Presentations and field introductions in the frame of Life4OakForests project
The meeting took place on 5-6 September 2019. Within the framework of the program, we heard presentations about the project objectives, activities in the Bükk- and Duna Ipoly National Parks, and got acquainted with the characteristics of permanent forest management at Pilisi Parkerdő Ltd. The trees are harvested from a much smaller area at the same time than the currently used traditional forestry in Hungary and, unlike the latter, there is no clear cutted area, thus practically ensuring continuous forest cover of each area. This, in addition to ensuring continuous revenue in the face of global warming due to climate change, is also less destructive for forest habitats.
The method involves interventions primarily for a relatively small number of selected trees (so-called target trees), and there are no intensive management objectives in the areas between selected target trees (although they may also carry out work to obtain an appropriate diameter distribution). As a result, the forest can remain much more homogenous and even as a result of natural processes, scattered deadwood may remain in the forest.
The yield of trees is not linked to their age, but to a certain diameter range (target diameter). Because each tree reaches the same size at different ages, they are harvested at different times, which eventually results in multi-age stands in the forest so treated. During the interventions, the trees that prevent the growth of selected trees (target trees) are harvested, which are replaced by spontaneous regeneration, which represent an entirely different generation. Thus, in a few decades, a diverse forest structure is created on a small scale. This increases the diversity of habitats within the forest, which also increases the biodiversity of the forest.
Although the target diameter is determined from an economic point of view, it is typically reached between the ages of 160 and 180 (e.g., sessile oak – Quercus petraea), depending on the tree species. That is, this method also increases multi-ages by maintaining old trees in the forest that are currently virtually unavailable due to the economic exploitation of forests. In addition, smaller set aside areas and biotypes per tree are identified, which are not affected by logging, thus contributing to the gradual increase of deadwood and the increase in the size of large, old, diverse habitats.
Another point of connection is that this type of forestry, like natural habitats, is sensitive to large game species. Although the diverse forest structure resulting from permanent forest management provides better nutrition for large game species, which can also be beneficial to game hunters, it is imperative to recognize in the current circumstances that oak regeneration cannot be secured without installing fences.

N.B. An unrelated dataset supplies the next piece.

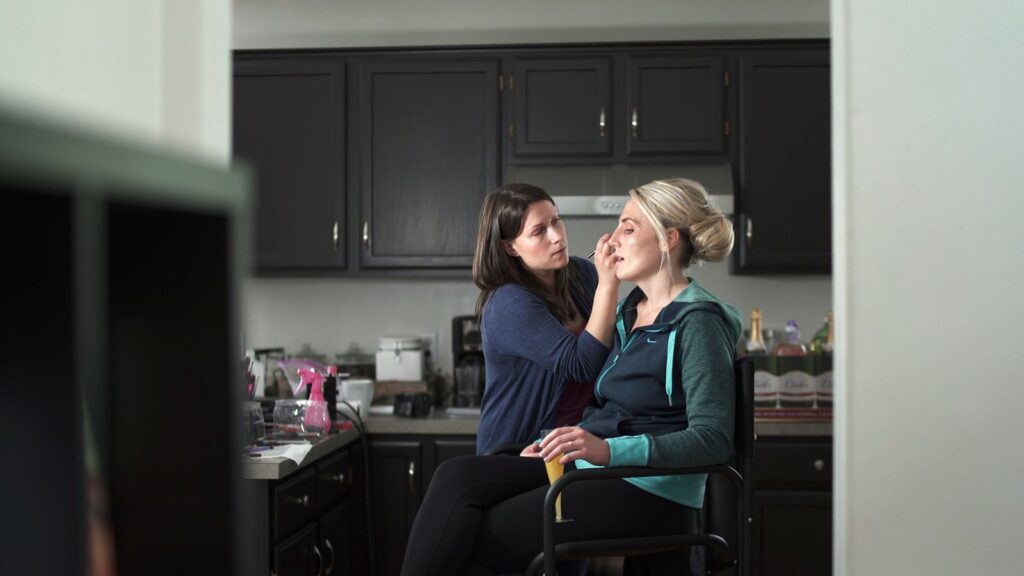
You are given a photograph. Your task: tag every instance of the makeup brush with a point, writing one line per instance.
(594, 251)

Of course, permanent forest management, as its name implies, is a form of forest management. In many places, additional measures are certainly needed to achieve nature conservation goals. However, it is a very good starting point towards to truly sustainable forestry. Pilisi Parkerdő Ltd. Has taken the pioneering role of trying to provide a real answer to a real problem (meeting the diverse requirements of forests) – using its professional knowledge. When it was willing to adapt a system already in operation elsewhere to the domestic conditions and to create the conditions for applying the new method – including retraining and training his own colleagues. It is remarkable that they operates this system for a significant part of their area, constantly monitoring problems and adjusting it as needed. This is the only way to find common solutions.
The two-day study tour was attended by staff from several National Park Directorates, forestry authorities and forestry enterprises. If everyone took home what we experienced here, we were closer to being able to work together for better forests in the future in an efficient and respectful way.